17. III: Logical XOR
• I have always been enraged disappointed by C’s lack of
logical XOR, having had a hard time holding my tongue, e.g.:
/*
* Logical XOR, where are you?
*/
ASSERT((vstate->dtvs_nglobals == 0) ^ (vstate->dtvs_globals != NULL));
• I became involved in a heated argument with Roger Faulkner,
who insisted that Dennis didn’t add logical XOR because “it
can’t short-circuit” — which is obviously stupid
• Important difference between Roger and me: Roger had
worked at Bell Labs with Dennis…
18. III: “Isn’t that much worse to write” (!)
From dmr@plan9.bell-labs.com Sun Aug 6 23:33:54 2000
To: roger.Faulkner@eng.sun.com
Subject: Re: history question
Hi Roger,
back from some vacation; here's a belated response.
^^ was omitted because it is of little use, particularly
because the "shortcut evaluation" guaranteed for || and &&
doesn't help--both sides have to be evaluated no
matter what. When you do need the effect,
(A!=0) ^ (B!=0) isn't that much worse to write.
Dennis
19. IV: “You think this is cheesy?”
• A favorite comment in the operating system is one that Jeff
Bonwick and I wrote together in a moment of crisis
• We had (finally!) figured a narrow path by which we could
solve a devastating problem that seemed insurmountable
• The details are highly technical, but documented thoroughly
in code comments — the context around it in an abstruse
chapter I wrote in Beautiful Code…
20. IV: “You think this is cheesy?”
/*
* The turnstile hash table is partitioned into two halves: the lower half
* is used for upimutextab[] locks, the upper half for everything else.
* The reason for the distinction is that SOBJ_USER_PI locks present a
* unique problem: the upimutextab[] lock passed to turnstile_block()
* cannot be dropped until the calling thread has blocked on its
* SOBJ_USER_PI lock and willed its priority down the blocking chain.
* At that point, the caller's t_lockp will be one of the turnstile locks.

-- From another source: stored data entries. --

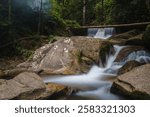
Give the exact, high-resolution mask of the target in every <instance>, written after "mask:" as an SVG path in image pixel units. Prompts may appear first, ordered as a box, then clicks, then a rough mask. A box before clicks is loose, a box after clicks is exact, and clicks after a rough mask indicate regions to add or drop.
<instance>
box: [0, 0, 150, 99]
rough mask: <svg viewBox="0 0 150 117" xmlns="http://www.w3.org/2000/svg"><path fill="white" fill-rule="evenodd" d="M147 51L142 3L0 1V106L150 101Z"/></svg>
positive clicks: (145, 21) (1, 0) (125, 1)
mask: <svg viewBox="0 0 150 117" xmlns="http://www.w3.org/2000/svg"><path fill="white" fill-rule="evenodd" d="M85 27H86V28H85ZM74 31H77V32H78V33H77V34H75V33H74ZM82 31H84V32H86V33H85V35H82V33H83V32H82ZM149 45H150V0H0V99H21V100H22V99H71V100H72V99H98V100H101V99H150V85H149V84H150V72H149V70H150V64H149V63H150V46H149ZM14 89H16V90H14Z"/></svg>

* If mutex_exit() discovers that the upimutextab[] lock has waiters, it
* must wake them, which forces a lock ordering on us: the turnstile lock
* for the upimutextab[] lock will be acquired in mutex_vector_exit(),
* which will eventually call into turnstile_pi_waive(), which will then
* acquire the caller's thread lock, which in this case is the turnstile
* lock for the SOBJ_USER_PI lock. In general, when two turnstile locks
* must be held at the same time, the lock order must be the address order.
* Therefore, to prevent deadlock in turnstile_pi_waive(), we must ensure
* that upimutextab[] locks *always* hash to lower addresses than any
* other locks. You think this is cheesy? Let's see you do better.
*/
21. Code comments as oral tradition?
• The best comments seem to have an aspect of oral tradition
to them: they not only serve to explain what is going on, but
provide a narrative as to why
• Comments live with the code but do not otherwise affect its
correctness — allowing for broad scope and artistic license
• Relevant, correct software systems will survive long past their
creators; comments are the art within the timeless machine
• Comments are how we speak to future generations!
22. Oral tradition in software engineering
• Software engineering has changed radically in the last
decade: it’s now open, transparent and distributed
• This has forced a revolution in oral tradition, which has
increasingly become recorded, yielding oral literature
• Oral literature allows us to expose and preserve the narrative
behind the artifact — to explain the why of the thing
• Software engineering teams should be encouraged to record
their oral tradition: it attracts technologists who share values!
• Our oral tradition is part of our legacy to future generations!